It is clinical work with the most difficult patients – those with severe narcissistic, sadomasochistic, and borderline disorders – that poses the greatest challenge to the therapist’s guiding assumptions about clinical process; indeed, such work often leads therapists to question beliefs and expectations that formerly seemed self-evident. In Getting From Here to There: Analytic Love, Analytic Process, Sheldon Bach elaborates the holistic vision that guides him in work with just such patients. He dwells especially on the “attentive presence” through which the analyst effects a “meeting” with patients that invites the latter’s trust in the analyst and in the therapeutic process. And he writes of love – of patient for analyst and of analyst for patient – that grows out of this mutual trust and sustains therapeutic process.
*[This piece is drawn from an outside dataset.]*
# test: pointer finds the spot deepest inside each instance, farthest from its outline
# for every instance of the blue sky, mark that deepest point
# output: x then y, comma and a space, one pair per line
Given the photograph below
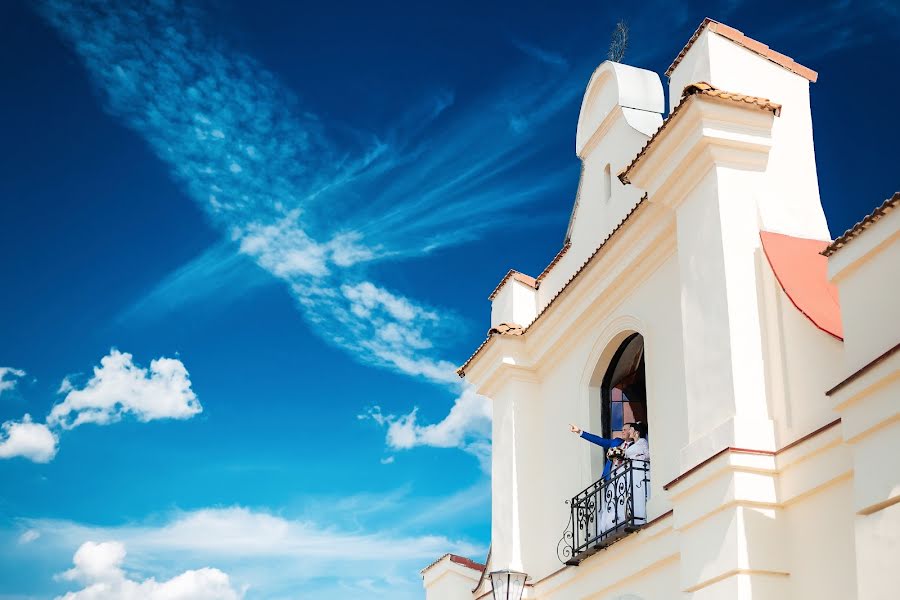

For Bach, analytic therapy aims at understanding the person as a mind-body unity that manifests particular states of consciousness.
This holistic vision of treatment sustains a flexible clinical orientation that enables the analyst to “meet” states of consciousness in order to bring them into a system of which the analyst forms a part. Bach thoughtfully explores the clinical issues that enter into this taxing process, among them the establishment and maintenence of basic trust; the patient’s or the therapist’s presence in the other’s mind; and the shifts in agency between patient and therapist. And he describes at length the frequently exhausting, even demoralizing, transference-countertransference struggles that enter into this type of analytic work.
Throughout, Bach is guided by the conviction that work with extremely challenging patients promotes the psychological growth and increased self-knowledge of patient and analyst alike. And he is admirably clear that the “mutual living through” of such treatments nurtures a kind of love between patient and analyst.